Turkish President Recep Tayyip Erdogan on Tuesday approved a new government formed by one of his most trusted allies, who vowed immediately to start work immediately on forging the stronger presidency wanted by Erdogan.
Binali Yildirim, 60, was elected as leader of the AKP unopposed on 22 May, replacing Ahmet Davutoglu, who stepped down on Sunday amid a range of differences with the president.
He has served as transport and communications minister since 2002, with a short interruption in 2015, and is a founding member of the ruling Justice and Development Party (AKP). He has been credited for his role in developing major infrastructure projects that have helped buoy Turkey’s economy and boost the party’s popularity.
Yildirim said he would prioritize growth by boosting production, encourage investment and job creation, and maintain fiscal discipline, in a sign of continuity with policies that fueled Turkey’s growth during the AKP’s first decade in power.
“We will immediately start work to achieve a new constitution, including a presidential system,” Yildirim told lawmakers of his Justice and Development Party, or AKP, in his first speech after taking office.
“Our priority is to make the constitution in harmony with the de-facto situation regarding our president’s ties to the people,” Yildirim said.
Many fear the presidential system that Erdogan seeks will concentrate too many powers in the hands of the Turkish strongman.
Two days after stepping into his new role as AK Party chairman, Yildirim announced his new cabinet lineup, which he is widely believed to have formed in consultation with Erdogan.
The new government includes nine new names, although most ministers from Davutoglu’s previous Cabinet retained key portfolios.
They include Mevlut Cavusoglu, who remains foreign minister, and Mehmet Simsek, the deputy minister who heads economic affairs. Also, Erdogan’s son-in-law, Berat Albayrak, kept his position as energy minister.
The biggest change was replacing EU Minister Volkan Bozkir, whose post will be taken over by Omer Celik, a founding member of the AKP who is known to be close to the president.
Holding to his influence over the government, Erdogan was scheduled to chair the new Cabinet’s first meeting at his palace on Wednesday.
Domestically, the political reshuffling takes place as Turkey faces serious security threats including increased attacks by Kurdish and ISIS militants.
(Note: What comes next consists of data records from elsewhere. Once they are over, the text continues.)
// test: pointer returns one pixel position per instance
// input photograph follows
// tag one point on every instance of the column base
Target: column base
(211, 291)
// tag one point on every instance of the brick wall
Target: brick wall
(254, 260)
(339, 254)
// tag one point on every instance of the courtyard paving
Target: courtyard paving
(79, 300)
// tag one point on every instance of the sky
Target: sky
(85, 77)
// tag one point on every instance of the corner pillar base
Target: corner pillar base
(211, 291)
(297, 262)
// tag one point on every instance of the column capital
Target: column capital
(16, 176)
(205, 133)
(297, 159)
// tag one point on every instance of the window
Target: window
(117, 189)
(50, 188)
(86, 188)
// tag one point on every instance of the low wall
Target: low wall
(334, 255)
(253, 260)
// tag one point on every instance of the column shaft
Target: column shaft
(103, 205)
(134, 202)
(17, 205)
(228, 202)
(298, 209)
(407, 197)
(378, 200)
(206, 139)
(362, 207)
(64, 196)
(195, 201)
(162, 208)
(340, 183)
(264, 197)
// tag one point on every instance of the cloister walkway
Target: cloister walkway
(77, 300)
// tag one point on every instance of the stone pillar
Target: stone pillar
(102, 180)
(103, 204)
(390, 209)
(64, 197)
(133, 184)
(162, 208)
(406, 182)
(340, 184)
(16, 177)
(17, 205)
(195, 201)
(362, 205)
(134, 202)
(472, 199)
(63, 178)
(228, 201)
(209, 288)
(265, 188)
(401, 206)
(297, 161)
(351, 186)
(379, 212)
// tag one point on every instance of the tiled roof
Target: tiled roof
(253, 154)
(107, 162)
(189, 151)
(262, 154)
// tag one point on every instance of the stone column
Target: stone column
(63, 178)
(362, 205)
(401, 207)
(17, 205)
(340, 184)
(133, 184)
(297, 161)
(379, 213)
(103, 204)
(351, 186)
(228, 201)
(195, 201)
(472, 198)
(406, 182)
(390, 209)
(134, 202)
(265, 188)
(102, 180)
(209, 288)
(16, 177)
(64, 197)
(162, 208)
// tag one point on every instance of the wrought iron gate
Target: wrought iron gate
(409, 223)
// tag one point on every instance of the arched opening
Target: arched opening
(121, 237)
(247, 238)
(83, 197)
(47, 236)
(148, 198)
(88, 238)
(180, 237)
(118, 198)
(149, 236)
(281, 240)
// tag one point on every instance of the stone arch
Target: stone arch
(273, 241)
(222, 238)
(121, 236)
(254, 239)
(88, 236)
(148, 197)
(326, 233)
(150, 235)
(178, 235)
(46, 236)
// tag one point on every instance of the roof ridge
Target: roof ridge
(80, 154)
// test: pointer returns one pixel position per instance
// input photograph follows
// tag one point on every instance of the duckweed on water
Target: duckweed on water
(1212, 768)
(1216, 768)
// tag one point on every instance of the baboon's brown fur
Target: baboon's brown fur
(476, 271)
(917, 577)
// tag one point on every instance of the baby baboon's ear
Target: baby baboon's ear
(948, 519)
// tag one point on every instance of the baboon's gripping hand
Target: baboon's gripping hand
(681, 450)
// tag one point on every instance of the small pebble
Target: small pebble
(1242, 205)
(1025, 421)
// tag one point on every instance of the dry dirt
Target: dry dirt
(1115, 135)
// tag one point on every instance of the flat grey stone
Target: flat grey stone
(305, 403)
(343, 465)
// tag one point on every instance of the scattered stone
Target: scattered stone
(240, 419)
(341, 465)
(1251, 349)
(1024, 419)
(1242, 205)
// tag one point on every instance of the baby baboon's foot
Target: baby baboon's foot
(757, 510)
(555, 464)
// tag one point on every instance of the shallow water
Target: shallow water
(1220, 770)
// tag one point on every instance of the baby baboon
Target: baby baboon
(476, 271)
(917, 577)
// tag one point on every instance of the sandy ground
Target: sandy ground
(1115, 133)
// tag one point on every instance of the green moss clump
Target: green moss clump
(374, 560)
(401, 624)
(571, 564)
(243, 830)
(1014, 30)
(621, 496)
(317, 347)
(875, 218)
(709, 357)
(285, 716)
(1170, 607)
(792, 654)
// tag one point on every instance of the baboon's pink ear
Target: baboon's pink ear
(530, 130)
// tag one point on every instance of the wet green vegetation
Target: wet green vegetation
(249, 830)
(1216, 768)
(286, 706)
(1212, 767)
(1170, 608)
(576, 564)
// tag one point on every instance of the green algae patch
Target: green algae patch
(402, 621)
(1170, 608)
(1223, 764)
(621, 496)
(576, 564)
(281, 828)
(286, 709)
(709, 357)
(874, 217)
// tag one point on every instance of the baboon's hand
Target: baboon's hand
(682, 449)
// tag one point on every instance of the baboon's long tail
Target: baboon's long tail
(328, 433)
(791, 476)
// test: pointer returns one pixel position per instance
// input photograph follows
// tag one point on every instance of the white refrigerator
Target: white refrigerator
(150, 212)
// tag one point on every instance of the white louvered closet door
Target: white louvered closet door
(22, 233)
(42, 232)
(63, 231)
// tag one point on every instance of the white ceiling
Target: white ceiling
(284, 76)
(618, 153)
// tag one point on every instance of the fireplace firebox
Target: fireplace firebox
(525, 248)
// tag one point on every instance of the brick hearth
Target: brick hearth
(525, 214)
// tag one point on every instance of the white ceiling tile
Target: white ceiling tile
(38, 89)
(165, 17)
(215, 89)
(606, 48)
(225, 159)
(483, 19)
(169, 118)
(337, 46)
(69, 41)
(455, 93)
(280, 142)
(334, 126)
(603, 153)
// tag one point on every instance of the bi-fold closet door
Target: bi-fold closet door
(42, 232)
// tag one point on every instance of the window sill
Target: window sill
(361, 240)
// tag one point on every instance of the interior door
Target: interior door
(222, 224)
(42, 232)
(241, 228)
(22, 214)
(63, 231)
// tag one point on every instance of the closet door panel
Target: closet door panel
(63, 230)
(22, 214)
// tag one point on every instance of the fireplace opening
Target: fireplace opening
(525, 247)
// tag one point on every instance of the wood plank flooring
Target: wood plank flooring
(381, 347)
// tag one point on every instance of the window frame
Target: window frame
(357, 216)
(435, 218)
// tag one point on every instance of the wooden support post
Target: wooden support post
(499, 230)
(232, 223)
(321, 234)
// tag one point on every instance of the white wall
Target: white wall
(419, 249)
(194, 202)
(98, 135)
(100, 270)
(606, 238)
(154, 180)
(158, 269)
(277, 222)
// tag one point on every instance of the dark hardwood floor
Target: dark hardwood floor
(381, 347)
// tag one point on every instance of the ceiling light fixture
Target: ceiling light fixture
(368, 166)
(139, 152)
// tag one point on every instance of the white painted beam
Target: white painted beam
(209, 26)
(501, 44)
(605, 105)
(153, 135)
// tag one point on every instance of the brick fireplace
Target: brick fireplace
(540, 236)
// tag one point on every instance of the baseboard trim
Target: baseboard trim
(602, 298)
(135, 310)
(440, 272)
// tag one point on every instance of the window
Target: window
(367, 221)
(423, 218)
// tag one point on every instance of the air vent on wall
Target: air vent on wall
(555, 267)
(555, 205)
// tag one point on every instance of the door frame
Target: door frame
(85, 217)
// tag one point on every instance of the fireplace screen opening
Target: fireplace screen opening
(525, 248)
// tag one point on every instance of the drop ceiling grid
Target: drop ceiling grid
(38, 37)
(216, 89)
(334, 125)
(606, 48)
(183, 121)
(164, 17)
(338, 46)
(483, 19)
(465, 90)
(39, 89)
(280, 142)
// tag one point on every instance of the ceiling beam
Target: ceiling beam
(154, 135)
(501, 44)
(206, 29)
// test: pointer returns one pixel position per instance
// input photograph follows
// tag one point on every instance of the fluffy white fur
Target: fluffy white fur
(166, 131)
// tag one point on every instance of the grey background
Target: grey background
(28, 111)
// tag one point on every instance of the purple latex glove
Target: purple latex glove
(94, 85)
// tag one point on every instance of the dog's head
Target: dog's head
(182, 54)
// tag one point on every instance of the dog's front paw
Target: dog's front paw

It is also comes as parliament is in disarray after a government-backed constitutional amendment has left 138 lawmakers vulnerable to prosecution.
Internationally, Turkey is also facing a delicate moment in its relations with the European Union. The implementation of a Turkey-EU deal to help stem the influx of migrants to Europe — which Davutoglu had helped negotiate — has repeatedly come into question.
Erdogan has warned that the migrant deal could collapse if the Europeans break their word on granting Turkish citizens the right to visa-free travel. The EU says Ankara must meet all of the EU’s conditions to secure visa-free travel, including narrowing the definition of “terrorist” — which Erdogan says is out of the question.